Beginnings of Unlimited Potential: Kenwood
Kenwood was a small, mostly African-American community located on the north side of San Antonio and termed a “poverty pocket,” a term referring to a comparatively poor area surrounded by wealthy suburbs. Kenwood is located west of McCullough Avenue, across from one of the most affluent residential areas of San Antonio- Olmos Park. Many of its residents worked in the wealthy homes that neighbored Kenwood.
The Unlimited Potential program was started by Director Jearnine Wagner in the Kenwood area. Phase I of Unlimited Potential aimed to encourage creativity and new ideas in the children of Kenwood through arts-based children’s programming. Phase 1 of the program was held in 15 elementary schools in the San Antonio District was merely the beginning and served as a foundation for Phase 2 of the program.

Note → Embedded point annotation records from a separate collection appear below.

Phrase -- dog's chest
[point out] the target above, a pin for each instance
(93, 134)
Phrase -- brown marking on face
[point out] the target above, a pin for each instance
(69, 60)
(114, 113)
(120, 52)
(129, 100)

The program sought to enable educators to examine their assumptions of their students and the relationships involved in the process of learning and teaching. According to the report published by Unlimited Potential in the late 60s, the relationship between student and teacher was one based on control, with teachers often not viewing student interactions as “human encounters” and differing values between teachers and the disadvantaged youth they were attempting to reach.
The program achieved its goals of changing this relationship and allowed for the separation and differences between the teacher and student to give way to a mutual understanding and respect.